Por LIER PIRES FERREIRA e RENATA MEDEIROS DE ARAÚJO
Publicado em 15/12/2024 às 09:32
Alterado em 15/12/2024 às 09:32
Você já viu um pato nadando? Pois é, quem vê a leveza desta ave sobre a superfície de um lago não imagina que suas patas estão em um movimento desordenado e furioso para manter o corpo em equilíbrio. O contraste entre uma falsa aparência de sucesso e os conflitos imanentes à realidade caracterizam a “síndrome do pato”. É o que acontece historicamente com a participação dos militares na vida política brasileira.
Desde o fim do Império, quando proclamaram uma República sem povo, os militares se colocaram como fiadores do novo regime. Nesta condição, não se furtaram a assumir o protagonismo da cena política sempre que acreditaram que os civis falhavam em conduzir a nação. Por isso, ao longo do século XX, houve vários golpes de Estado, alguns fracassados, como a intentona liderada pelo coronel Jurandir Mamede, em 1955, para impedir a posse de JK, outros bem-sucedidos, como o golpe militar de 1964.
Em qualquer circunstância, todavia, os militares tentam projetar a imagem de que atuam em benefício da nação, sacrificando seus interesses pessoais, quando não a própria vida. Com seus uniformes alinhados, medalhas e sapatos lustrados, procuram transmitir uma imagem de seriedade, austeridade e honestidade que muitas vezes não condiz com a realidade.
O caso Braga Netto é lapidar. Aliado de primeira hora do ex-presidente Jair Bolsonaro e seu candidato a vice na chapa derrotada por Lula e Alckmin em 2022, o general da reserva foi preso neste sábado, 14/12, pela Polícia Federal, acusado de ser um dos articuladores do golpe de Estado que pretendia impedir a posse de Lula, matar o presidente eleito, seu vice e também o ministro Alexandre de Moraes, do STF.

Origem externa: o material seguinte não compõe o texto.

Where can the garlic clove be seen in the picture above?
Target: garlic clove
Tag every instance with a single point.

Aos 67 anos, Braga Netto era uma das figuras mais reluzentes do Exército. Mas sua imagem começou a ruir quando comandou a malfadada intervenção federal na segurança pública do Rio de Janeiro, acusado de participar de fraudes na compra de equipamentos de segurança. Posteriormente, junto com outros militares de alta patente, como o general Luiz Eduardo Ramos, foi acusado de receber proventos ilegais de quase um milhão de reais em plena pandemia de Covid-19, quando, como ministro da Casa Civil, também teve uma atuação desastrosa. Mas agora o buraco é mais em baixo.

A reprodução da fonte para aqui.